Here's why i think its serious. The kids who smoke cigs are much more likely to be the kids who will try pot - the kids who smoke pot are much more likely to be kids who try drinking and heavier drugs. its a fact that i have seen proven by the kids that i know - the majority that got caught with cigs at that young age are now the ones getting in trouble for drugs. Would things have been differently if i would have enforced tough consequences for small rules being broke - YES they would have been very different - this is the biggest mistake i ever made parenting. but i just said "oh he's just being a boy and experimenting." I tried talking and being his friend when what I should have done was teach him how actions have consequences.
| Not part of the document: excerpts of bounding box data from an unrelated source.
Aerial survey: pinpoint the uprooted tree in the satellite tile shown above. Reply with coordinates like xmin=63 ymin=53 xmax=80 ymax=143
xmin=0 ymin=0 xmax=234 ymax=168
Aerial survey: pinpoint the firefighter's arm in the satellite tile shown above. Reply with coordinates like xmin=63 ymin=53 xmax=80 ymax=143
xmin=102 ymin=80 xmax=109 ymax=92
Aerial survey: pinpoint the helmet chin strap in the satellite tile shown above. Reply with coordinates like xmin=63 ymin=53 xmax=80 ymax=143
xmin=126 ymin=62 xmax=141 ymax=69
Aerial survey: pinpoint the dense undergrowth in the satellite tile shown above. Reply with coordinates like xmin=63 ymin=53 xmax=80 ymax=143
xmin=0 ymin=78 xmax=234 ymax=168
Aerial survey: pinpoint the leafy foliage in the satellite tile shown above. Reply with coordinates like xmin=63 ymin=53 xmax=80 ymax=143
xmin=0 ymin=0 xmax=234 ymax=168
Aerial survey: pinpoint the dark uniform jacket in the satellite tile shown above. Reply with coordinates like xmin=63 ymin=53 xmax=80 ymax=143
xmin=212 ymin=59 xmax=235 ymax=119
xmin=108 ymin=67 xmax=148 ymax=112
If I could go back to where your neice is right now and do it all over I would have done it very differently. I would not have been his understanding mom that he can manipulate I would have instead said these are the rules and this is what happens when you break the rules. 14 is when my son started doing drugs - it started with cigarettes, moved to pot and then to heavier drugs so when i see 13 or 14 yo kids smoking it always turns my stomach because I know that the odds are against them and I hate to see any kid walk down the path that my son did. What i ignored all that time was the fact that addiction runs so heavily in both sides of my son's family which meant that he was high risk.

Last night he called me from rehab all upset about things going on and started begging me to buy him cigarettes when he gets leave this weekend. I said no and he got upset at me. The thing is he is relying on substances to try to make him feel better instead of working through this - this is his addictive nature. Many of the kids parents let them smoke - they figure its the lesser of the evils and no big deal. I dont see it that way - I see it as them being dependant on substances to feel good.